Plusieurs autres reporters ont été arrêtés ou convoqués par la police au cours du même mois, dont le journaliste d’une radio locale Bishar Ibrahin Adan, arrêté le 10 juin dernier et détenu trois jours à Burdhubo, une ville de la région de Gedo en Somalie, avant d’être libéré sans inculpation. Abdishakur Mohamed Hassan de la chaîne privée SAAB TV, avait été arrêté et brièvement détenu le 12 juin pour avoir couvert une manifestation à Beledweyn, dans le sud de la Somalie. C’est également le cas de Khadar Mohamed Tarabi et Khadar Farah Rigah, travaillant respectivement pour la Somali Broadcasting Corporation (SBC) et la chaîne privée Universal TV, accusés d’avoir couvert des manifestations locales et libérés le 17 juin après un jour de détention sur ordre du gouverneur provincial.

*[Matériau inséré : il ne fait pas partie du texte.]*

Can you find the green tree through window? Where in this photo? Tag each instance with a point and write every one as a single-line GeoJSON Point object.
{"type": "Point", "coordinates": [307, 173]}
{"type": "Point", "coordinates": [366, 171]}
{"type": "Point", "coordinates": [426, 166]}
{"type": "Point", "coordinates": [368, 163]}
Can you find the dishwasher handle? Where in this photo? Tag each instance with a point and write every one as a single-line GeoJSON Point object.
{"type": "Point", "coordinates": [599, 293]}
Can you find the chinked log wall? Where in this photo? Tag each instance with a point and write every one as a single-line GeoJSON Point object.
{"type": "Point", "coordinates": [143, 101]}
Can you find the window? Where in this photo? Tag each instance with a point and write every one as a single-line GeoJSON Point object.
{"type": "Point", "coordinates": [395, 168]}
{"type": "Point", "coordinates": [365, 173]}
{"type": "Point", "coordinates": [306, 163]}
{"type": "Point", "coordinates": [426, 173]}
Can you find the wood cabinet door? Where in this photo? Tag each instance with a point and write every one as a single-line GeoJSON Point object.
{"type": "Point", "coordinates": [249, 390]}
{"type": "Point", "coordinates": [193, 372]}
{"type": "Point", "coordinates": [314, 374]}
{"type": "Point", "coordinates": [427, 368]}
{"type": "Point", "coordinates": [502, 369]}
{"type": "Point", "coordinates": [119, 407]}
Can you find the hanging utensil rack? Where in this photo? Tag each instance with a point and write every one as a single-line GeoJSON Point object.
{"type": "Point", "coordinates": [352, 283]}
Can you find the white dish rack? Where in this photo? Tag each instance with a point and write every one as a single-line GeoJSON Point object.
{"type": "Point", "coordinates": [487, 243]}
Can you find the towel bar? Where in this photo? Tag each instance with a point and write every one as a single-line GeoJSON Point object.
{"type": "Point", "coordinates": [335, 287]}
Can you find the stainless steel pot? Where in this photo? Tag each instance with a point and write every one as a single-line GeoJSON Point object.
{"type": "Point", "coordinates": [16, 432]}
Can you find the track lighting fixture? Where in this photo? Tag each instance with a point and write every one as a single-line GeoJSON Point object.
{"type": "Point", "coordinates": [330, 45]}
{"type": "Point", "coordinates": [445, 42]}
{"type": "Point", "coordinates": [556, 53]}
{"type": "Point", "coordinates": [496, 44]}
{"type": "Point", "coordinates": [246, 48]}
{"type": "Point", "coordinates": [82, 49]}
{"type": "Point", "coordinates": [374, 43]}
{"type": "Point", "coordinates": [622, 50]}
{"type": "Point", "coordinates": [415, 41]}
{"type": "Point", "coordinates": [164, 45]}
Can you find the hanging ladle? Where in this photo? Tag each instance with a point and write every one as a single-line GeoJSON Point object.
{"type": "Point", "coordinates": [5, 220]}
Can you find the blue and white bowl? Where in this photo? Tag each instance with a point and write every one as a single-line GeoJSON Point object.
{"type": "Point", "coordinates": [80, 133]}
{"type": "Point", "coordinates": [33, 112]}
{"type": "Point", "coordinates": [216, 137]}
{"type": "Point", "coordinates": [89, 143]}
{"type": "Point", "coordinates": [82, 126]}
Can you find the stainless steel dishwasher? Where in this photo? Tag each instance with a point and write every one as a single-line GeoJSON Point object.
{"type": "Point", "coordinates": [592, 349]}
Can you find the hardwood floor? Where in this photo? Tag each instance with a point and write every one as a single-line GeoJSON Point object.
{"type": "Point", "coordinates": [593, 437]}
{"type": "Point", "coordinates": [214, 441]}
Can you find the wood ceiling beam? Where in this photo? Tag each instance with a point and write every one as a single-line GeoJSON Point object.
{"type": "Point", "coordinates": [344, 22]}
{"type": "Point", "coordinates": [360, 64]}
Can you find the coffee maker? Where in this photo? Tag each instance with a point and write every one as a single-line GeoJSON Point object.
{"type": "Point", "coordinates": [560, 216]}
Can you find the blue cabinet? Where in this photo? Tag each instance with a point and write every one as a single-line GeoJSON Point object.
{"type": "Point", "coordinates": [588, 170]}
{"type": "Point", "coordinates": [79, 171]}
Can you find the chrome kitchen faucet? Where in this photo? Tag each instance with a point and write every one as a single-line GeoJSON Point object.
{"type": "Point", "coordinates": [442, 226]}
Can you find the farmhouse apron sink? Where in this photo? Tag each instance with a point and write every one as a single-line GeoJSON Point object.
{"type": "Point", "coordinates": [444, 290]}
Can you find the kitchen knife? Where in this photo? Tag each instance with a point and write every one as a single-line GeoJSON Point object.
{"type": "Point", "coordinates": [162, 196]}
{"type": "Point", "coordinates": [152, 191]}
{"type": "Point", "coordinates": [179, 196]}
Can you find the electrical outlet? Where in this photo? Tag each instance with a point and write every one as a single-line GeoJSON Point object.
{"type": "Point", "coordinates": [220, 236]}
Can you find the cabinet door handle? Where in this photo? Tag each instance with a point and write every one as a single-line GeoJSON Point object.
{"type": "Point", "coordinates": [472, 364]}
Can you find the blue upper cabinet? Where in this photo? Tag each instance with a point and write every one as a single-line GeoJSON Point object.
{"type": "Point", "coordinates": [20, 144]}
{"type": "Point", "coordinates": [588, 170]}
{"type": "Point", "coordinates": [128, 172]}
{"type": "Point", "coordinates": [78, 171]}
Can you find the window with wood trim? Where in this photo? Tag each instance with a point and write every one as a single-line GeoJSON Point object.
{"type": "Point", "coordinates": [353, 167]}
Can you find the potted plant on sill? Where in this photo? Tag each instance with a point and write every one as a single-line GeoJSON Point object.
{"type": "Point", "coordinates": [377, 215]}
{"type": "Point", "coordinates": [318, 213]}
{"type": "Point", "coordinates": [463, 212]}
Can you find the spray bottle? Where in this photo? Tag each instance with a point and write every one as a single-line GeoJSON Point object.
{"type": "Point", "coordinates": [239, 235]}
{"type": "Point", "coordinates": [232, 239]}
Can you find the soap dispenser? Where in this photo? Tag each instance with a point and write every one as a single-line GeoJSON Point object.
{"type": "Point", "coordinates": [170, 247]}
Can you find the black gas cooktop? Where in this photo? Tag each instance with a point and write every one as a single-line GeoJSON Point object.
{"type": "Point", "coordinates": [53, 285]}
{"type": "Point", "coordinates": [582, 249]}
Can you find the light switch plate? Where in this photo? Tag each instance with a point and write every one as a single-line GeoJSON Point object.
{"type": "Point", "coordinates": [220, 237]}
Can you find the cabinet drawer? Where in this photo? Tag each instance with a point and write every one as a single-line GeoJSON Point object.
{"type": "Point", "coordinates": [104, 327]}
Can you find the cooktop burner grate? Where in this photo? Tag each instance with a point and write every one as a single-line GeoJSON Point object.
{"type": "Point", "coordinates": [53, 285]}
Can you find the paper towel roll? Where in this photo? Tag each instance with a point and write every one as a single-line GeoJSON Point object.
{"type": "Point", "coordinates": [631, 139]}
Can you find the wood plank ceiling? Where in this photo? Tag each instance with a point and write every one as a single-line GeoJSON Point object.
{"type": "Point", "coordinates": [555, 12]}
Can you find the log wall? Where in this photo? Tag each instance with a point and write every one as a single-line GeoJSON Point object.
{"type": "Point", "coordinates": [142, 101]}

“Détentions, arrestations ou simples convocations, les exactions commises contre les journalistes somaliens se maintiennent à un niveau très élevé, déplore Arnaud Froger, responsable du bureau Afrique de RSF. Seules des mesures fortes et ambitieuses permettront de mettre fin à ces pratiques et ces intimidations systématiques. Nous réitérons notre appel aux autorités fédérales de la Somalie et locales du Somaliland à décréter un moratoire sur les arrestations de journalistes en attendant une réforme du cadre légal des médias qui devra consacrer la fin des mesures privatives de liberté pour des faits qui relèvent du journalisme.”
Lors d’une rencontre à Paris en novembre 2019 avec le premier ministre somalien Hassan Ali Khayre, RSF avait aussi plaidé pour l’adoption rapide d’un mécanisme national dédié à la protection et à la sécurité des journalistes. La Somalie demeure le pays africain le plus meurtrier pour les professionnels de l’information. Plus d’une cinquantaine de journalistes y ont été tués au cours de la décennie écoulée. Des efforts pour lutter contre l’impunité ont tout de même été entrepris ces dernières années. Un policier ayant abattu un journaliste a été condamné par contumace, des militaires ont été renvoyés pour avoir maltraité des reporters et une Cour de justice vient de répondre favorablement à une requête du syndicat national des journalistes somaliens (NUSOJ) en ordonnant l’ouverture d’enquêtes pour les assassinats et meurtres de plus de cinquante journalistes dans le pays.
La Somalie occupe la 163e place sur 180 au Classement mondial de la liberté de la presse publié par RSF en 2020.